Analysis of dementia EEG signals using empirical mode decomposition variants and deep learning
1 Department of Electrical and Electronics Engineering, Izmir University of Economics, Izmir, Turkey
2 Department of Biomedical Engineering, Izmir Katip Celebi University, Izmir, Turkey
Abstract

In recent years, Alzheimer’s dementia (AD) is the most common neurological condition caused by electrical activity changes in the human brain. The diagnosis of AD can be provided by using medical devices such as electroencephalography (EEG). In this study, EEG signals of AD patients and healthy control subjects were analyzed. Advanced signal decomposition methods, which are empirical mode decomposition (EMD) and ensemble empirical mode decomposition (EEMD), were used to further investigate EEG signals. The first three intrinsic mode functions (IMFs) were obtained using the EMD and EEMD methods. Spectral and time-domain features were extracted from IMFs and raw EEG signals. Then, topographical heat maps were generated from these features. Topographic Feature Map (Topo-map) were classified using a two-dimensional convolutional neural network (2D-CNN).
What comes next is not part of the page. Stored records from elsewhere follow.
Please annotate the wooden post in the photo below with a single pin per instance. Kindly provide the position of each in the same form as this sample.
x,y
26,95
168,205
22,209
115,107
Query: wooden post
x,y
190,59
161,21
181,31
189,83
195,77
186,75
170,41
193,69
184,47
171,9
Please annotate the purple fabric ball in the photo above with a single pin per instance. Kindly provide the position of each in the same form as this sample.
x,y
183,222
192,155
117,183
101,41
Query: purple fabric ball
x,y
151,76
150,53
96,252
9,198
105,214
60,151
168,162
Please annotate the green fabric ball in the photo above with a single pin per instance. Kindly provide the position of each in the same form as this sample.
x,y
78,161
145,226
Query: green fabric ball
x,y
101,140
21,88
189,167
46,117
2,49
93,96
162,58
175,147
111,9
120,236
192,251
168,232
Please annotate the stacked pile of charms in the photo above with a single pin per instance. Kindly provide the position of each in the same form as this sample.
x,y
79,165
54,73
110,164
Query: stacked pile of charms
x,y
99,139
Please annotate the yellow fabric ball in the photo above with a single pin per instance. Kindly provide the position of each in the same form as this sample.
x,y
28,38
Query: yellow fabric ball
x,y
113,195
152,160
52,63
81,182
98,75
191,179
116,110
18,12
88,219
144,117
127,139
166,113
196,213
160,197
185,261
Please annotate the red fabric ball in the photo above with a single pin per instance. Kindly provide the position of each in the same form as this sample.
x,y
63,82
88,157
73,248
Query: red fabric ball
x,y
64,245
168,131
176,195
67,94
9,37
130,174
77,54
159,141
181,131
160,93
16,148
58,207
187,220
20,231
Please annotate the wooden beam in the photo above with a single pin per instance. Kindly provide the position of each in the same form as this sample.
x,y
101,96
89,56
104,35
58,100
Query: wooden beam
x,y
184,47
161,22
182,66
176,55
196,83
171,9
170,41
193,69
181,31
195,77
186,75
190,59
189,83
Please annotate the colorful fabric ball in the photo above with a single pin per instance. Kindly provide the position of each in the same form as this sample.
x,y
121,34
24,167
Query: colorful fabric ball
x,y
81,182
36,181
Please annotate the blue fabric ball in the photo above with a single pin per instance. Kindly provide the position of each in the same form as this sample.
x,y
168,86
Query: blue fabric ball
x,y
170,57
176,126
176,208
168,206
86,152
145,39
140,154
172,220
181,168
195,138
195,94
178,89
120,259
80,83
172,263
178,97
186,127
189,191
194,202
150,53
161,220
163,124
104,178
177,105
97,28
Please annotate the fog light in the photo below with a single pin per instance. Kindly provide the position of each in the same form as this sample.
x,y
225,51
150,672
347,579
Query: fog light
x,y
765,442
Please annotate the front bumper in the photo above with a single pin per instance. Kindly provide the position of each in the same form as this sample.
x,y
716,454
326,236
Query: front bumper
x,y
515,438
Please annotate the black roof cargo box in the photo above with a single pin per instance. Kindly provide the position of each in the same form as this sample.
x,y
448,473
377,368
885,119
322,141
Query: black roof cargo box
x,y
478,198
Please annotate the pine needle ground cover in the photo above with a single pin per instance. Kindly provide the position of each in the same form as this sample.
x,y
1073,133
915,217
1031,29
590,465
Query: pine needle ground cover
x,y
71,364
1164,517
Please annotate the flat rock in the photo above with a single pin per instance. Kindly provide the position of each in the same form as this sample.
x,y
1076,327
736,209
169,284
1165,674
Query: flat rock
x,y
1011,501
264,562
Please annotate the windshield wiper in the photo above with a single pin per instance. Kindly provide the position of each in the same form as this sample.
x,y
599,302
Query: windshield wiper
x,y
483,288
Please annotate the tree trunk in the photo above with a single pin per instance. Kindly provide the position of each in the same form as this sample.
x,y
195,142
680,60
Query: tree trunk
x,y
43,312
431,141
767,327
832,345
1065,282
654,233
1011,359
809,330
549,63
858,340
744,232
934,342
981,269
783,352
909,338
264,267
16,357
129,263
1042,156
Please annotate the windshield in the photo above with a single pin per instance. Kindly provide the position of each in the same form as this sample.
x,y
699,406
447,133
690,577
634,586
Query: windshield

Different CNN architectures were compared in terms of performance, including EfficientNet-b0, Resnet-50, and Resnet-18. The experimental results demonstrate that the proposed approach effectively captures the spatial and spectral characteristics of EEG signals associated with Alzheimer’s disease. 95.98% classification accuracy was achieved with the EfficienNet-b0 architecture.

Keywords

Alzheimer dementia (AD); electroencephalography (EEG); empirical mode decomposition (EMD); ensemble empirical mode decomposition; convolutional neural network (CNN); intrinsic mode functions (IMFs)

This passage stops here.